This article was published on 11 December 2007. Some information may be out of date.

Can’t afford KiwiSaver? That’s unlikely

A reader protests that, despite my suggestion that everyone under 65 should sign up to KiwiSaver, “reality has it that not many of us can afford it!”

He adds, “Too many of us are living hand to mouth and little room is given for savings…. Until this scenario changes, don’t expect much by way of increases in numbers wanting KiwiSaver.

“This year I got a 2.5 per cent pay increase. Meantime petrol, milk and other dairy products have gone over 20 per cent increases…. So we are left getting further and further behind.”

Perhaps it feels that way. But new data show average household income rose 10.2 per cent in the last three years, while inflation was 9.1 per cent. Not a big difference, but we’re not going backwards.

More striking is the 17.7 per cent rise in wages and salaries — almost twice inflation. It was the poor folk on benefits or superannuation whose incomes rose less than inflation, dragging down the average. And income from self employment fell considerably.

While our reader says he’s going backwards, most wage and salary earners are not.

Confirming this, 51 per cent of respondents told the household economic survey that their income is enough or more than enough to meet everyday needs.

They should all be able to do KiwiSaver at least minimally. And we can add everyone who is not employed — including the self-employed. Non-employees can contribute nothing to KiwiSaver and still get the $1,000 kick-start.

Many employees, too, could manage to contribute 4 per cent of their pay for just one year, after which they can take continual contributions holidays.

For their pains, they will receive the kick-start and the government tax credit, matching their contributions up to $87 a month. Also, employers are expected to contribute from next April.

Everyone will gain more if they contribute further. But a small start is much better than none — grabbing the kick-start while it’s still on offer.

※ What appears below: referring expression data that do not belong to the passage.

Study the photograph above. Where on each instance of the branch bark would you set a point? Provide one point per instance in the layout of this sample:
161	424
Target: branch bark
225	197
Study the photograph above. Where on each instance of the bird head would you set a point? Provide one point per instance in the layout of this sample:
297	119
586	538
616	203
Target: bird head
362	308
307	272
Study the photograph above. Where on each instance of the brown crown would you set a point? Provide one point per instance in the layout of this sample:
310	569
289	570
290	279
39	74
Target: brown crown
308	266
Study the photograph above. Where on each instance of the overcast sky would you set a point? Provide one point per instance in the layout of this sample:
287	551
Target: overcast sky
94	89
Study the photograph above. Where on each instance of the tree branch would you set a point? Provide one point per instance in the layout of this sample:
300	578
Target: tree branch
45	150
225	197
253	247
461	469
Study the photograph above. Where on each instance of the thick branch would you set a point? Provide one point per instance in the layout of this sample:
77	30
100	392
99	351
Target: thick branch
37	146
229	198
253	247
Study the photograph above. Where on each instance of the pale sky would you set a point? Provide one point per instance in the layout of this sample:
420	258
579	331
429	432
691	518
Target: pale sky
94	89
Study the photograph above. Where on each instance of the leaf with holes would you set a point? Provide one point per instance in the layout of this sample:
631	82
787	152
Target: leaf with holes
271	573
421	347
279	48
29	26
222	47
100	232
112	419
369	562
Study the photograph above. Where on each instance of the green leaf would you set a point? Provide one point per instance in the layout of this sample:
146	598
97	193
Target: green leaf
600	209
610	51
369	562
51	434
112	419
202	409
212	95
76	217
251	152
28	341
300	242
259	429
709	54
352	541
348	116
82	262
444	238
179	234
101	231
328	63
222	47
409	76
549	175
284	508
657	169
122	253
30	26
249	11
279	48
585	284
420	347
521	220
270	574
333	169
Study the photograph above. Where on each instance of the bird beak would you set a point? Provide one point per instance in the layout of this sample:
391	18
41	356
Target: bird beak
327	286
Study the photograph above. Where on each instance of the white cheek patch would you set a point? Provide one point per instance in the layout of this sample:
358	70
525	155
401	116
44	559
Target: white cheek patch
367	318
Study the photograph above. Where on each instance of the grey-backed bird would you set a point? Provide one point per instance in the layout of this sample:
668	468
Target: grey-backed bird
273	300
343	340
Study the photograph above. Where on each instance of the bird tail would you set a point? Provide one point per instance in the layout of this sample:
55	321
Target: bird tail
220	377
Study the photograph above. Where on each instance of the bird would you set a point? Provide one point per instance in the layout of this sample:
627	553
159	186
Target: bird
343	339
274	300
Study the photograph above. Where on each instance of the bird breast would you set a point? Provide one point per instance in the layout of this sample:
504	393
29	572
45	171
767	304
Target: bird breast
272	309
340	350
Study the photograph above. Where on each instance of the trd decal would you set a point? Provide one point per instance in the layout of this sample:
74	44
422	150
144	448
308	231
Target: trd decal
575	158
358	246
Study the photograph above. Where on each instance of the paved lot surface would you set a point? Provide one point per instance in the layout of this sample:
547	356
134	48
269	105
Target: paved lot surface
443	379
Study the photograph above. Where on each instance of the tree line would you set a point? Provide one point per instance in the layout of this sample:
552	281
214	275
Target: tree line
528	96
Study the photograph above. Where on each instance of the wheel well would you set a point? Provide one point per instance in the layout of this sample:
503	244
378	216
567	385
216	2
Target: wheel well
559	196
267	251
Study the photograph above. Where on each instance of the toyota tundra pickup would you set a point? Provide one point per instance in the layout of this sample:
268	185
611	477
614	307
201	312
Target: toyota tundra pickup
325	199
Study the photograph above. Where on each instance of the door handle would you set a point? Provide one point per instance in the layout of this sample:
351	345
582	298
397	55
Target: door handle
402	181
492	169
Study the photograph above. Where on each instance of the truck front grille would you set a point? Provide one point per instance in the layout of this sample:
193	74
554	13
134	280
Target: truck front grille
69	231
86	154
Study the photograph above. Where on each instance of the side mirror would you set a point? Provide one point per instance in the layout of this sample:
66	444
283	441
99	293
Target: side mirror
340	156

That leaves us with just one group: employees who simply can’t spare 4 per cent for one year. They have several options:

  • Get another small job, and contribute 4 per cent of that pay. You don’t have to join through your main job.
  • Embark on a year of living sparingly. Take a cheaper holiday, don’t replace furniture and appliances unless they die, spend less on clothes and so on.
  • Eat into any savings, or add to your mortgage, to make ends meet for the year. The KiwiSaver incentives are so good that you will end up better off.

Even those with big high-interest debt can win financially by joining KiwiSaver, particularly in the first year. After a year, put what you were putting into KiwiSaver into debt repayment.

Still not convinced? Note that we’re not talking huge amounts. Four per cent of $30,000 is $23 a week, and 4 per cent of $50,000 is $38 a week.

Also keep in mind that whatever you contribute to KiwiSaver is still your money — and it’s you who is highly likely to benefit from it later.

If you want to live on more than NZ Super in retirement — currently $14,400 a year for a single living alone or $22,200 for a couple — do yourself a favour and join KiwiSaver. (Like the poem?)

CHARITABLE CHRISTMAS

In a recent column, I wrote about buying gifts for needy overseas people on behalf of your friends and relatives. I’ve since heard that Save the Children — at www.wishlist.org.nz or 0800 167 168 — also offers such a programme.

Mary Holm is a freelance journalist, a director of Financial Services Complaints Ltd (FSCL), a seminar presenter and a bestselling author on personal finance. From 2011 to 2019 she was a founding director of the Financial Markets Authority. Her opinions are personal, and do not reflect the position of any organisation in which she holds office. Mary’s advice is of a general nature, and she is not responsible for any loss that any reader may suffer from following it.